Michael Clarke: Yes, the prescriptions are very worrying, that large intense fires are likely to increase in many parts of Australia under the current climate scenarios, and that becomes incumbent upon us to have a deeper knowledge of what we can or can’t do in the face of those changes. And so the more we can inform policymakers about the likely consequences of their action or inaction in regards to planning for fire the better. That’s why I’m so keen to get a better knowledge of fauna.

Robyn Williams: You mentioned Deakin University. Of course there is work going on in Tasmania and, from some of the people in Tasmania, in the Northern Territory. Is there much overall, as you’d expect in a country like this?

Michael Clarke: It’s increased dramatically in the last decade, so there is great work being done in South Australia and in Western Australia. The zoologists I guess are starting to pick up their pace. I think in the last decade we’ve seen some terrific work done from the University of Wollongong, Adelaide, ANU, and there’s quite a camaraderie amongst the zoologists and the ecologists working on fire now, that we are starting to understand it at a landscape scale where we hadn’t in the past.

Robyn Williams: I’d imagine in California and, who knows, in Colorado as well, various places where the fires have broken out famously, there should be work going on as well?

Michael Clarke: Yes, there’s international work, but our systems are different, even from the west coast of Australia to the east, and it is a detailed local knowledge that becomes important. One of the regrettable outcomes of the Bushfires Royal Commission in Victoria were prescriptions that have been applied state-wide to all habitats. As an expert witness at the Royal Commission I was really quite disappointed that blanket recommendations came across that seemed to ignore those differences between ecosystems.
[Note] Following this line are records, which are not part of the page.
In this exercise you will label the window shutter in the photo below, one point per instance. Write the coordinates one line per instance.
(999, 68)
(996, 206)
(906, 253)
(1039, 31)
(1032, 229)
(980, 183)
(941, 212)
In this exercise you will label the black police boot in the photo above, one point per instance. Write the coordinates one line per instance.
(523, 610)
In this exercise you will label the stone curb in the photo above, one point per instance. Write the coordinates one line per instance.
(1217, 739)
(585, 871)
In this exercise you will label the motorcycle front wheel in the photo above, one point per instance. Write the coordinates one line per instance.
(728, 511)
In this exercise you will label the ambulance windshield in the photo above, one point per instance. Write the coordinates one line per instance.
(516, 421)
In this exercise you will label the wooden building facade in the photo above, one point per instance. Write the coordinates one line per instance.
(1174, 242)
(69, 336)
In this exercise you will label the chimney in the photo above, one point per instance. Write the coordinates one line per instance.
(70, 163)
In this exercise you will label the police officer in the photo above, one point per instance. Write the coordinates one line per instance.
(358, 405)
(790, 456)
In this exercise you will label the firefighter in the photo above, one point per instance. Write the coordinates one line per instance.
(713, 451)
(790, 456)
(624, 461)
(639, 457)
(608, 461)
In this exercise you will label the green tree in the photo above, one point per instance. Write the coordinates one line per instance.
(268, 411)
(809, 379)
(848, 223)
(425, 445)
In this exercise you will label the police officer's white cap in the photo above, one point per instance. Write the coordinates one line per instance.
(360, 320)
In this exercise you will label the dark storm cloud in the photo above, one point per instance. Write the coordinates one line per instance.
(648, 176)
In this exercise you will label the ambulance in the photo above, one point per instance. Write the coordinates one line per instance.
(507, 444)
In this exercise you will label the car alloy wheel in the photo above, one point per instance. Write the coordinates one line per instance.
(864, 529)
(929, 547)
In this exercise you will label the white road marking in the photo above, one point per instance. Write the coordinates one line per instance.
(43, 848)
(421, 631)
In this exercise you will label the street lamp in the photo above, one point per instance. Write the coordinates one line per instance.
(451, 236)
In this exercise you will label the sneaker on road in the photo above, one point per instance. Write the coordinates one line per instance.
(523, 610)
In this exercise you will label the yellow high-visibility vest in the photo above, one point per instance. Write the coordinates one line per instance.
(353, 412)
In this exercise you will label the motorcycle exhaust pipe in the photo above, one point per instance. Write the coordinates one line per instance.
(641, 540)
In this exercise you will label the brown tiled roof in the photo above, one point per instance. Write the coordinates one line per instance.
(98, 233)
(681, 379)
Robyn Williams: What would you like to have seen?

Michael Clarke: I would have liked to have seen an informed bottom-up approach where people went from region to region and said what’s the appropriate fire regime in this locality, rather than a state-wide target of ‘we will burn 5% of public land every year’.

Robyn Williams: And do you think that might happen eventually?

Michael Clarke: I live in hope. The person, Neil Comrie, who has been asked to look at the implementation of the Bushfire Royal Commission recommendations has questioned the blanket 5% ruling, and he’s taken it from the risk perspective, that burning 5% of public land every year is not necessarily going to achieve the risk reduction to human life and property that the Royal Commission was after, and may indeed do ecological harm.

Robyn Williams: Going back to that fire, has your study site recovered?

Michael Clarke: It has, and it’s remarkable and astonishing as a biologist to watch what comes back. It’s completely revegetated. The bird list is 100% of what it was before, 70% of abundance. So, absolutely astonishing, I don’t know where they’ve come from in many cases, but it’s a privilege to watch that and watch the vegetation change over time, and I happen to be in a profession where I have the luxury of watching this. During my holidays. I go down each year and survey 70 sites every spring and summer.

Robyn Williams: The bush recovers, spectacularly, with help. Michael Clarke is Professor of Zoology at La Trobe University.